Early accounts of the Croome tapestry room credit the design of the seat furniture to Adam, but recent research suggests that it must have originated at the Gobelins, perhaps by Soufflot. The chairs (58.75.16) and settees (58.75.21), as well as a large pier mirror (58.75.131), were produced in 1769 by the leading London cabinetmakers John Mayhew and William Ince. The mirror frame may well have been designed by Adam, as the goat’s head at the base and mask at the top have close affinities with his style. Below it stood a pier table with a carved and gilt six-legged base (58.75.130a,b), possibly executed at the same time as the mirror frame, topped by a slab of inlaid marble that was produced some ten years earlier by John Wildsmith (active 1757–69). Mayhew and Ince replaced the original base with the present one in 1794. In addition to supplying the top for the pier table, Wildsmith executed in 1760 the chimneypiece with white-marble decorative elements on a ground of orange Veronese marble. The large tablet of lapis lazuli set in the center was provided by the sculptor Joseph Wilton, who specialized in richly ornamented chimneypieces and, in 1764, became Sculptor to His Majesty. One of the specimen squares in the tabletop is also of lapis, suggesting that Coventry was particularly fond of this rare dark blue mineral flecked with brilliant pyrites. By June 1771, all the pieces from the Gobelins had arrived, and Mayhew and Ince sent a crew to hang the tapestries and apply the seat covers, completing work in the room.

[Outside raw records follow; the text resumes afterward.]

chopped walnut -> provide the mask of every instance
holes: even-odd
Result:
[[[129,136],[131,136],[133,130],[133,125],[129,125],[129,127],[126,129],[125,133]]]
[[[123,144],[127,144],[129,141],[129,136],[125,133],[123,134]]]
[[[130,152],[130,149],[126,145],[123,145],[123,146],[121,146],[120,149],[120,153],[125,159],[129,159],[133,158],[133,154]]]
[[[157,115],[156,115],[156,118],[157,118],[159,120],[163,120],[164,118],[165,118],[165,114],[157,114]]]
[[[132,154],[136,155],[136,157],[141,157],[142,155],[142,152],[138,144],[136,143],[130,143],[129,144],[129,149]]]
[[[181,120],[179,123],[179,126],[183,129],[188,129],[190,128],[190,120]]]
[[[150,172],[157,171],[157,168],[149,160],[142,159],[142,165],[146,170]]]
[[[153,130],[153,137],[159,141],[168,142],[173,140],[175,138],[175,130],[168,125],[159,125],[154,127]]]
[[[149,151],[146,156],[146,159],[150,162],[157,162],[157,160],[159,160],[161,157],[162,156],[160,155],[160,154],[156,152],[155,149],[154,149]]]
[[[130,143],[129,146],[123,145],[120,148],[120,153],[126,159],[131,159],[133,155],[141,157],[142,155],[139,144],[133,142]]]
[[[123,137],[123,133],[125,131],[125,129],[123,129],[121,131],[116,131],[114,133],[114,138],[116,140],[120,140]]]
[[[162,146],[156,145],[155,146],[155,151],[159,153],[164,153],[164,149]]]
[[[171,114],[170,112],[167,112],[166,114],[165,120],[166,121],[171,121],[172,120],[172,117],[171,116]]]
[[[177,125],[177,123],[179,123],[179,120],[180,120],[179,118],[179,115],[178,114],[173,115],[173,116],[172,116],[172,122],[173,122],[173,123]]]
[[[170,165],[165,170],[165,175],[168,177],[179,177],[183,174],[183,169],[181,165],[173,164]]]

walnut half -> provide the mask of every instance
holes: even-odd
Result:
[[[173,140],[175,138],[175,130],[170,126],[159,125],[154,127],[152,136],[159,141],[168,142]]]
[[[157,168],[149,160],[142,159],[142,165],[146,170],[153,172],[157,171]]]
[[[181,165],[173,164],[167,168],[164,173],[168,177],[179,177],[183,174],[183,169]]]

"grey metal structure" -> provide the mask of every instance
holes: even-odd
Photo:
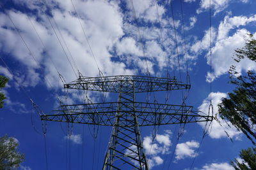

Nine sets of medallion tapestries, known at the Gobelins as the Tentures de Boucher, were woven before the Revolution, with variations in iconography, design, and ground color (58.75.3); five of them went to England. The practice there of covering large areas of wall with tapestry, in conjunction with the taste for things French during the second half of the eighteenth century, may explain why Gobelins tapestry rooms became fashionable. Less explainable is the fact that they did not become fashionable in France.

The Croome Court tapestries have survived in good condition because the room, when not in use, was protected from the light by “paper case hangings” and later by those of chamois. Through the visits of George III, Queen Victoria, and many others, it remained the favorite room at Croome until about 1902, when the tapestries and the seat furniture were sold by the ninth earl of Coventry to a dealer in Paris. The Samuel H. Kress Foundation acquired the ceiling, carved chair rails and door surrounds, mahogany doors, chimneypiece, and floors in 1949 and gave them to the Museum in 1958. Through the Kress Foundation, the following year the Museum acquired the chair and sofa frames, which have been re-covered with their original tapestry seats, backs, and armrests.